Over ten years ago, I went to an “art happening” called Burning Man. This event takes place once a year, in the middle of a desert, in Nevada, at a place called Black Rock City. 

I was so unprepared for the all of creativity I saw there,… and the chaos. The artistic expressions and the shock of the things that I had never seen before demanded to be reckoned with. I wanted to remember the wonder and the amazement of it all so I took pictures, hoping, in some small way, to capture the essence that is Burning Man. But the idea of putting these images in a little photo album just didn’t seem right. I was inspired to push myself to make something that would keep these images more present. I just didn’t want to forget how inspiring the event was.

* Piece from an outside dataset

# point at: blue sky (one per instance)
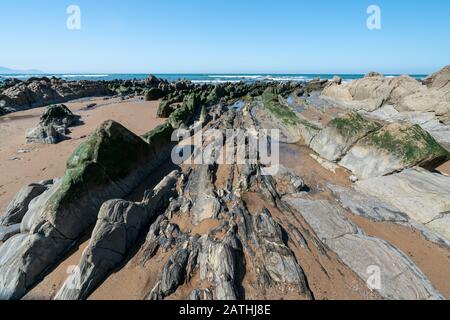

I decided that I wanted to present these images in some sort of shrine. At the time, I wasn’t very handy and was certainly pretty scared of power tools. Within a few months of starting the shrine I stopped. Distracted by life, I felt unsure of where I was going with this project but I had already accumulated lots of antique wood, tokens from Black Rock City and a ton of items that I have been collecting over the years. Timidly, I thought that I could make other shrines or objects with these spare parts. In time, these art projects became Foundlings.

Like so much in life, what you get form an experience is largely what you bring to the experience. This event is not for everyone but for some, this event can be so transformative. Perhaps I was ready to start expressing myself and just needed a little nudge.

In the last month I have finally returned to this shrine and am determined to finish it. I am not sure that it is, strictly speaking, “art” but it will be an important tribute to inspiration. I am so grateful to Burning Man for inspiring me. Have a good burn.


This Foundling came together so quickly that it was almost a surprise. I have learned to humbly accept that some of these pieces happen very quickly and some happen very slowly. And some, never happen at all. 

 So as a working name, I called this Speedy Gonzales, the speedy cartoon mouse from my childhood. Later, in thinking about the name, I decided to name it after my dear friend Gonzalo. A very talented graphic designer, a great father and a very funny guy from Chile. His name was, after all, so very close to Speedy Gonzales. Gonzalo helps me see American culture from a totally different point of view (not to mention his wonderful, funny insights about the English language). He taught me that beauty, art and design are indeed an international language.

 In telling him the story of how I came to name this piece after him, I wondered if he knew about Speedy Gonzales. America tends to export some of the very best (and very worst) of our culture. Gonzalo knew of Speedy and added “Why of course. He is actually a national hero”.